Multiobjective Heterogeneous Asymmetric Sliding Mode Control of Nonlinear Connected Autonomous Vehicles

Platoon of connected autonomous vehicles has the potential to increase traffic flow while also alleviating congestion. However, there are several challenging problems with heterogeneous connected autonomous vehicles control currently. Platoons with heterogeneous vehicles are especially susceptible to the negative effects of wireless communication. A multi-objective heterogeneous asymmetric sliding mode control strategy is proposed in this paper to solve this problem. In this paper, a nonlinear vehicle dynamic model is considered. Then, a sliding mode controller is designed to achieve consensus. Moreover, Riccati inequality and Lyapunov analysis are used to find the controller's gains and guarantee Lyapunov stability and string stability with the linear matrix inequalities.

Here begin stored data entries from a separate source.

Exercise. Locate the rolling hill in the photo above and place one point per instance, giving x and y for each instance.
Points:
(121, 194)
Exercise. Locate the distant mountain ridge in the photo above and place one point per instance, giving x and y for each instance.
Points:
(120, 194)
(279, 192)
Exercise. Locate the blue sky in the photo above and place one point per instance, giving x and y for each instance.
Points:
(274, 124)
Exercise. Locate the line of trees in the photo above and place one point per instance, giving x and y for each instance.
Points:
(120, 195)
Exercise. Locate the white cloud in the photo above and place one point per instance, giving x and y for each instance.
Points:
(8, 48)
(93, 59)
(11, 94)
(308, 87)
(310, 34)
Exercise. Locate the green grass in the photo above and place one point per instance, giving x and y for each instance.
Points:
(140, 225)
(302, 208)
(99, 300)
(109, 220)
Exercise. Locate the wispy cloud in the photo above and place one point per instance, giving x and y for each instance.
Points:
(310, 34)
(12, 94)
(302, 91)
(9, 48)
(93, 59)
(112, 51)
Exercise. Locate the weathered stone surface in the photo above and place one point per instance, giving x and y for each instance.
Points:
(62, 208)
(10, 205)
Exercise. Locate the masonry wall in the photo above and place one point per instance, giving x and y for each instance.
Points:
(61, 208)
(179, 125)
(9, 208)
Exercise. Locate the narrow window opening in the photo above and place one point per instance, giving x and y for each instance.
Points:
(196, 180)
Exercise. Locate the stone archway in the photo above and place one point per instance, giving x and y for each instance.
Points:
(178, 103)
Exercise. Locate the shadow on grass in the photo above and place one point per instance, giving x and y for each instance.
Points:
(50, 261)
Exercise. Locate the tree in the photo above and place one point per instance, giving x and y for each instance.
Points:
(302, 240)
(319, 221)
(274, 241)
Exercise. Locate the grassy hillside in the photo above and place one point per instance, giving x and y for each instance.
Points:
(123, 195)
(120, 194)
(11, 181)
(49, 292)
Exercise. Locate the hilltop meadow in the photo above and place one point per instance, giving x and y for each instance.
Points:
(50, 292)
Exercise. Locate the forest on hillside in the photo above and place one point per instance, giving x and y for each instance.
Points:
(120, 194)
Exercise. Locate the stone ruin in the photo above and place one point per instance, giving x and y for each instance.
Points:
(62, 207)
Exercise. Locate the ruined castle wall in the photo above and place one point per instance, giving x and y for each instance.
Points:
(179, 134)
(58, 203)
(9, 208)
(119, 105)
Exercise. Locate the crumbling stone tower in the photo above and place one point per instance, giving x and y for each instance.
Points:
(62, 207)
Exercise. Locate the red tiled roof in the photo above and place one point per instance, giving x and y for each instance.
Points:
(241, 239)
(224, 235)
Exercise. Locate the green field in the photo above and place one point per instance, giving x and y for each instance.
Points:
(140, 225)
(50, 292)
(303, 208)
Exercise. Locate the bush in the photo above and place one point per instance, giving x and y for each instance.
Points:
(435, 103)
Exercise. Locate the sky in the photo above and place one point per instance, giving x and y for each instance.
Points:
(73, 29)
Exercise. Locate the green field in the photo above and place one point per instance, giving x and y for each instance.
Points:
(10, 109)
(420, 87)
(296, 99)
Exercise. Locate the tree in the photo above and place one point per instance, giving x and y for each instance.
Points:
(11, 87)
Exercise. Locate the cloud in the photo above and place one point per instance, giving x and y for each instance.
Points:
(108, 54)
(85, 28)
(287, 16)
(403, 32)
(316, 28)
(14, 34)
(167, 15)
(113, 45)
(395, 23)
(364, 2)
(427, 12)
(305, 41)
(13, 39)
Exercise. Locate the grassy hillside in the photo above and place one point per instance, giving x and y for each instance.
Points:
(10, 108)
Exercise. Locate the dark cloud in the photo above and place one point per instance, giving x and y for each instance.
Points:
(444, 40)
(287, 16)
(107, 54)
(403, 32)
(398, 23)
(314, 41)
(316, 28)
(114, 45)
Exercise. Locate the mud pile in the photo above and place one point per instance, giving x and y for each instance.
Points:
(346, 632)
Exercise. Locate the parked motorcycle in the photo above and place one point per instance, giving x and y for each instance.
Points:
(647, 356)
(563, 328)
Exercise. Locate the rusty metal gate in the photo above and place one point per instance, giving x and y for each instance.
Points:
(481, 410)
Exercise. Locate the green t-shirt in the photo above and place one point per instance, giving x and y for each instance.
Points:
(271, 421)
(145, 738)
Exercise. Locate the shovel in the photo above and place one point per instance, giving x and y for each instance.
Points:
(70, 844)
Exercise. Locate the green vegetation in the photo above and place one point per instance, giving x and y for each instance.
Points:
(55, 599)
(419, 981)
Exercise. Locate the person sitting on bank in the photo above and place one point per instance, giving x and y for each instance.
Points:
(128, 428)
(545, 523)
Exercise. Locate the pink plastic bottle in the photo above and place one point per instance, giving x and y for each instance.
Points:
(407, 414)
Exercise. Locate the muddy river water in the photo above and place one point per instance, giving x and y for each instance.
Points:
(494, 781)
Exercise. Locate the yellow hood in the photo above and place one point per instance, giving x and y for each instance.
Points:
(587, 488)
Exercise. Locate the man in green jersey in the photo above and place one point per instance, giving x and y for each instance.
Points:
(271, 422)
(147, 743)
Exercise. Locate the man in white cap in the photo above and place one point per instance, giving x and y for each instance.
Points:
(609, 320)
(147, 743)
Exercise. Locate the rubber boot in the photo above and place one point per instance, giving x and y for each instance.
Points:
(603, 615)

Finally, a non-dominated sorting genetic algorithm II is utilized to find the Pareto optimal heterogeneous asymmetric degrees regarding the overall performance of the platoon, including tracking index, fuel consumption and acceleration standard deviation. The results show that the proposed strategy can effectively deal with platoons of heterogeneous vehicles while ensuring stability. At the same time, Pareto optimal heterogeneous asymmetric degrees can be obtained for each vehicle in the platoon. The proposed method improves platoon's tracking ability by 76.2%, fuel economy by 3.53% and driving comfort by 3.52%.